It was a particularly warm summer evening when I met Alice. There she was, in a black tank top and black tights, overdressed for the muggy weather, backpack resting on the ground; shy, calm and flustered. We embraced each other in the knowing way strangers do. Fifteen years younger than me, I wasn’t quite sure how this was going to turn out. Responding to Alice’s message was my way of trying to be open-minded and anti-ageist. My hypothesis that Alice was really a middle-aged lunatic, possibly a murderer pretending to be a teenager, was emphatically proven untrue.
Our shuffle and small talk turned into an easy gait and unencumbered conversation, while we walked through the Brooklyn piers. As dusk approached, the sun hid behind clouds, the sky grew a pale blue, somber; across the river, Manhattan let out a sigh.
Alice is vegan, which threw a wrench in my hopes of eating at Shake Shack, but we course-corrected quickly and found ourselves tearing bits of injera with our hands, mopping up misir wot. At home we sat on either ends of the couch, talking, not quite comfortable, eager not so much hoping to transcend the uneasiness as letting itself play out, waiting. In our own separate lives, we navigated different physical spaces, different morning rituals, and different people, yet we recognized that we inhabited the same reality – that of simply existing.
Our bodies wrapped around each other, rhythmically shifting between embrace and words; anticipation lurked in the air, and tomorrow was already here. What was today going to be like?
We ate avocado toasts topped with ripe Jersey tomatoes (what a lovely idea), we caressed, drank coffee and hot chocolate, and marched into Manhattan. Falafels consumed, sated, our sleep-deprived bodies maneuvered tourists on the High Line before we found ourselves drinking coffee and juice in a semi-wakeful state. That night our naked bodies curled around each other, her skin soft on mine. The night felt familiar, the air lighter; we melted into each other.

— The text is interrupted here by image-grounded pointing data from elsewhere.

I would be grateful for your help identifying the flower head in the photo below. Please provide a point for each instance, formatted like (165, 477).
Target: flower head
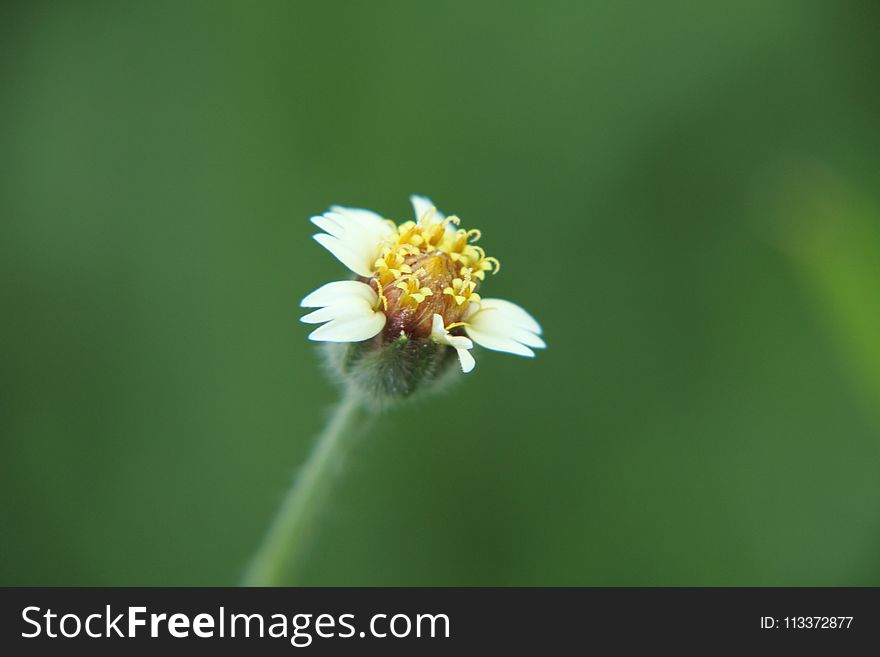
(415, 287)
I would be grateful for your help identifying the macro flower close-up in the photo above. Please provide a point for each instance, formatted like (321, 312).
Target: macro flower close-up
(444, 295)
(416, 280)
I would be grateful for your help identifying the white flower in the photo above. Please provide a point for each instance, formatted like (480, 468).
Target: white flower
(349, 310)
(460, 343)
(419, 280)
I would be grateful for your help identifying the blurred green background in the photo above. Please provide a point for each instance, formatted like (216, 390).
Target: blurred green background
(683, 193)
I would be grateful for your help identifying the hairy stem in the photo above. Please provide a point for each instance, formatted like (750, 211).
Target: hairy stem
(281, 551)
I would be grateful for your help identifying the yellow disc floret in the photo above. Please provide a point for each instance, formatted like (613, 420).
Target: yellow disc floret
(428, 267)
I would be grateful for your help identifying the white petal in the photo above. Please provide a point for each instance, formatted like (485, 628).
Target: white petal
(358, 259)
(354, 236)
(332, 292)
(466, 359)
(459, 342)
(437, 329)
(348, 307)
(340, 310)
(503, 326)
(351, 329)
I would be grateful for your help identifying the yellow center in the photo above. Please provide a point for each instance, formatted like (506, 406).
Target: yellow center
(429, 267)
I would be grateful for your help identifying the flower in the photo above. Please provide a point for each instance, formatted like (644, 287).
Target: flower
(416, 282)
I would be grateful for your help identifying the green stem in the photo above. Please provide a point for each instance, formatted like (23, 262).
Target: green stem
(282, 548)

We ate avocado toasts topped with the same ripe Jersey tomatoes, took turns taking shower and getting dressed, and drank coffee and hot chocolate. We were going to read, but instead I watched her watch, I listened to her lips; I peeked into Alice: present to the world without needing to preclude any ignorance of it. Her touch tingled; I lost a bit of myself. Alice is in my life.
I woke up, ate half a banana, did some pushups and squats, stretched, took a shower, got myself clothed, ate two soft-boiled eggs, wore my watch, put my shoes on, picked up my tote, phone and keys, closed the door behind me, and paraded on to default world.